Aviram on Decisions to Imprison

Hadar Aviram has published a review of Rasmus Wandall's book, Decisions to Imprison: Court Decision-Making Inside and Outside the Law (Ashgate, 2007), which focuses on the question of when to imprison those convicted of crimes. Although Hadar would have liked some discussion of the impact of race and ethnicity, she found Wandall's book overall a "fascinating and important enterprise, which takes seriously what judges and other actors say, and not just what they do." The review is at 43(1) Law & Soc'y Rev. 239 (2009).

Friday, April 3, 2009

Leib on Criminal Justice and the Family

Ethan Leib, together with Dan Markel (Florida State) and Jennifer Collins (Wake Forest), has published a book called Privilege or Punish: Criminal Justice and the Challenge of Family Ties (Oxford University Press, 2009). Here is the abstract:

This book answers two basic but under-appreciated questions: first, how does the American criminal justice system address a defendant's family status? And, second, how should a defendant's family status be recognized, if at all, in a criminal justice system situated within a liberal democracy committed to egalitarian principles of non-discrimination? After surveying the variety of "family ties benefits" and "family ties burdens" in our criminal justice system, the authors explain why policymakers and courts should view with caution and indeed skepticism any attempt to distribute these benefits or burdens based on one's family status. This is a controversial stance, but Markel, Collins, and Leib argue that in many circumstances there are simply too many costs to the criminal justice system when it gives special treatment based on one's family ties or responsibilities. Privilege or Punish breaks new ground by offering an important synthetic view of the intersection between crime, punishment, and the family. Although in recent years scholars have been successful in analyzing the indirect effects of certain criminal justice policies and practices on the family, few have recognized the panoply of laws (whether statutory or common law-based) expressly drawn to privilege or disadvantage persons based on family status alone. It is critically necessary to pause and think through how and why our laws intentionally target one's family status and how the underlying goals of such a choice might better be served in some cases. This book begins that vitally important conversation with an array of innovative policy recommendations that should be of interest to anyone interested in the improvement of our criminal justice system.

Here is the OUP link:

Mart on Internet Access to Government Information

Susan Nevelow Mart has published an article titled, "The Internet's Public Domain: Access to Government Information on the Internet," 12 No, 9 J. Internet L. 3 (2009). Here is the abstract:

This article surveys the types and amounts of information that have been removed from the Internet since September 11th. Information has been removed in the name of national security as well as for reasons of seeming political expediency. After discussing the bases of some of the rationales for removing the information, and the legal underpinnings of continued access, the article suggests several forms of advocacy that could be used to return the information to the public's domain.
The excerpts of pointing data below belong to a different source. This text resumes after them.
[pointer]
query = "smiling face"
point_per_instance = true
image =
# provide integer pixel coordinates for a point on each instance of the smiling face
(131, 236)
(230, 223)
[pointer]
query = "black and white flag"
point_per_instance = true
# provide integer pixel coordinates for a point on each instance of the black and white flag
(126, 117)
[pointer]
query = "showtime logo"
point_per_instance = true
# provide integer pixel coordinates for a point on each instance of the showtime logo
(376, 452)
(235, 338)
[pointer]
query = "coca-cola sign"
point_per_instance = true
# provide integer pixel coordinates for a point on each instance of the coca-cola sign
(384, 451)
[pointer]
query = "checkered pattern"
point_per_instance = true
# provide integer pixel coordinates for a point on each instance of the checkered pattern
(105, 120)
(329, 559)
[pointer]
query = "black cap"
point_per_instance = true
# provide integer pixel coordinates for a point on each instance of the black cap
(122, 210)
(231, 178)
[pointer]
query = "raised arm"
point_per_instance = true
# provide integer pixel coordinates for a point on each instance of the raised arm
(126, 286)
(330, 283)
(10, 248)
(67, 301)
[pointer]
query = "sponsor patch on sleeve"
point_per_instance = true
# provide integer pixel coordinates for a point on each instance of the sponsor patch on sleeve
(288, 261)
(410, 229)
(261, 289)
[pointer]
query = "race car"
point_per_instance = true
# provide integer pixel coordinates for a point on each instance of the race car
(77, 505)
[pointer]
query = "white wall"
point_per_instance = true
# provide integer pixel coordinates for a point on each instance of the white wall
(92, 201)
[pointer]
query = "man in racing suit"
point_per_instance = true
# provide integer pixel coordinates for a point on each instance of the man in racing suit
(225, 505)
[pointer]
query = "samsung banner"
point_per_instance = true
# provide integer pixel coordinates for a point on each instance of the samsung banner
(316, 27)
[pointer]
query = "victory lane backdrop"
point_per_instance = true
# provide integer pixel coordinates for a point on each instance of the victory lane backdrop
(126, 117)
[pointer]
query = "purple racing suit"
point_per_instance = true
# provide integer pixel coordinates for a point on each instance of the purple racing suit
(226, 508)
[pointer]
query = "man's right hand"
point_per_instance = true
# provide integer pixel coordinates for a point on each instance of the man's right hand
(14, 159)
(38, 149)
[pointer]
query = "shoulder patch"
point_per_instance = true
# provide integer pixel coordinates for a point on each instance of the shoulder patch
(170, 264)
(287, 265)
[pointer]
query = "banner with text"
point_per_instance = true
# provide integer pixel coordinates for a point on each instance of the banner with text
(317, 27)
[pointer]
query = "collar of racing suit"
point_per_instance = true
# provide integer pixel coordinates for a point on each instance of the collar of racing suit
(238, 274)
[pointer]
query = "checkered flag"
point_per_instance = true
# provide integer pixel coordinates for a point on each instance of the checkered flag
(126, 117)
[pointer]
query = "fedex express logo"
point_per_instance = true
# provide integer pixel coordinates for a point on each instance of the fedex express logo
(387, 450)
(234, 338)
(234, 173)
Mart on Patriot Act Reauthorization

Susan Nevelow Mart has published an article called "The Chains of the Constitution and Legal Process in the Library: A Post-USA PATRIOT Reauthorization Act Assessment," 33 Okla. City U. L. Rev. 435 (2008). Here is the abstract:

Since the Patriot Act was passed in 2001, controversy has raged over nearly every provision. The controversy has been particularly intense over provisions that affect the patrons of libraries. This article follows those Patriot Act provisions that affect libraries, and reviews how they have been interpreted, how the Patriot Reauthorization Acts have changed them, and what government audits and court affidavits reveal about the use and misuse of the Patriot Act. The efforts of librarians and others opposed to the Patriot Act have had an effect, both legislatively and judicially, in changing and challenging the Patriot Act. Because libraries are such a potent symbol of democratic openness, the effect of the Patriot Act on libraries has acted in the public mind as a microcosm of the broader problems with the implementation of the Patriot Act. The public's discomfort with the civil liberties implications of the Patriot Act has turned out to be justified, as every agency that has reviewed the implementation of the Patriot Act has concluded that the government has not been able to maintain an appropriate balance between the need to protect civil liberties and the need to prevent terrorist acts. The government's list of domestic terrorist acts that have been prevented or punished is not inspiring: the entire panoply of tools authorized by the Patriot Act has not done much more than stop some home-grown right wing fringe groups and ecoterrorists. In light of the evidence of abuse of civil liberties and the questionable constitutionality of many of the Patriot Act's provisions, this paper suggests that the time for vigorous advocacy has not passed and that further legislative changes need to be made.